Die Anklage: Am 24. August 2026 erhob das Keelung District Prosecutors Office Anklage gegen neun Personen. Acht werden wegen Untreue und Urkundenfälschung belangt, drei zusätzlich wegen Unterschlagung; nach Darstellung von TaiwanPlus geht es dabei um mehr als 1 Mio. US-Dollar. Die Beschuldigten arbeiteten laut den geöffneten Berichten für Nvidia (eine Person), Super Micro Computer (zwei), Albatron Technology (eine) und Chief Telecom (eine); die übrigen drei werden ohne Firmenangabe geführt. Die AFP-Fassung nennt für sieben Beschuldigte eine geforderte Höchststrafe von fünf Jahren und mildere Empfehlungen für zwei Geständige. Nvidia und Super Micro haben auf die Anfrage der Agentur zunächst nicht reagiert; Taiwan wirft Nvidia als Unternehmen nichts vor.
Die Mengen und Routen: 74 Server mit fortgeschrittenen Nvidia-Chips erreichten China, 56 weitere fingen die taiwanischen Behörden an der Grenze ab. 50 der ausgeführten Server liefen über Indonesien, acht über Japan, der Rest ging direkt aufs Festland. Die von Investing.com wiedergegebene Bloomberg-Fassung nennt als verbaute Hardware B300-Chips und beschreibt den Nvidia-Manager mit dem Familiennamen Chang als Kernfigur des Vorgangs; für ihn fordert die Staatsanwaltschaft fünf Jahre wegen Fälschung und Vertrauensbruchs.
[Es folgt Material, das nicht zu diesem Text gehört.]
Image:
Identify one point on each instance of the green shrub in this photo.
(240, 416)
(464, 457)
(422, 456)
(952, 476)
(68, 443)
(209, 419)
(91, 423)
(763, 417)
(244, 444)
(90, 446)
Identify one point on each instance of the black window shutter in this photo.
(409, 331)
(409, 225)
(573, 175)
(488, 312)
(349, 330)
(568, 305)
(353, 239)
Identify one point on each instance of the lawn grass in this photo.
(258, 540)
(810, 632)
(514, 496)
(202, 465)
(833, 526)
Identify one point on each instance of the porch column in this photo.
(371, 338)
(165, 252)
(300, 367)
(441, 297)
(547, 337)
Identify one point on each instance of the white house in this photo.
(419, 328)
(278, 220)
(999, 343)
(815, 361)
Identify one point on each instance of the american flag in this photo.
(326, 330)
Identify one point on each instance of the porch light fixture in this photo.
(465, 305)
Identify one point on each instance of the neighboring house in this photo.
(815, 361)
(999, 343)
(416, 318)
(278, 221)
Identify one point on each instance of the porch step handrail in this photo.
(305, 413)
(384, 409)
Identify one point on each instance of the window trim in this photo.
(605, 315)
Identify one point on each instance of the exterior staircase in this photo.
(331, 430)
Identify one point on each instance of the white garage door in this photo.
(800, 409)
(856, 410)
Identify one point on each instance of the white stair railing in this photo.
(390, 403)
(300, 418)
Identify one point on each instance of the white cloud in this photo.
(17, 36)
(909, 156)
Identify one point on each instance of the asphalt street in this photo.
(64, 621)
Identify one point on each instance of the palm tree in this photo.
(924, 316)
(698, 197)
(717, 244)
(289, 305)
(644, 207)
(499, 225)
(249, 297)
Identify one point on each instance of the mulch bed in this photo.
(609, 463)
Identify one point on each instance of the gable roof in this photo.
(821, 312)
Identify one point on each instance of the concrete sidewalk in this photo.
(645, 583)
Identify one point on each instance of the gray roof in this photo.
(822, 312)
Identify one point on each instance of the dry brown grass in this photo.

Der Vorlauf: Forbes berichtete am 28. Juli 2026 unter Berufung auf Bloomberg und Reuters, dass die Staatsanwaltschaft Keelung denselben Nvidia-Mitarbeiter Chang nach der Vernehmung in Gewahrsam behielt – wegen „strong suspicion of criminal activity“ einschließlich Urkundenfälschung. In derselben Meldung verwies Forbes auf die US-Anklage des Justizministeriums vom März 2026, in der es um über Supermicro-Server abgewickelte Verkäufe im Wert von 2,5 Mrd. US-Dollar nach China ging. Ein Nvidia-Sprecher erklärte dort, Schmuggel sei ein Ausschlusskriterium; abgezweigte Chips erhielten „no service, support or updates“.
⚠️ Abweichungen zwischen den Fassungen: TaiwanPlus schreibt von „more than 100 servers“ und von Haftforderungen „bis zu sechs Jahren“, während die AFP-Fassung (Korea Times) und die Bloomberg-Fassung (Investing.com) übereinstimmend 74 ausgeführte plus 56 abgefangene Server und bis zu fünf Jahre nennen. Wir führen die 74/56-Zahlen, weil sie von zwei unabhängig voneinander geöffneten Quellen getragen werden und sich mit der Aufschlüsselung nach Transitländern decken; die TaiwanPlus-Zahl könnte die abgefangenen Server einschließen. Die Pressemitteilung der Staatsanwaltschaft selbst haben wir nicht geöffnet.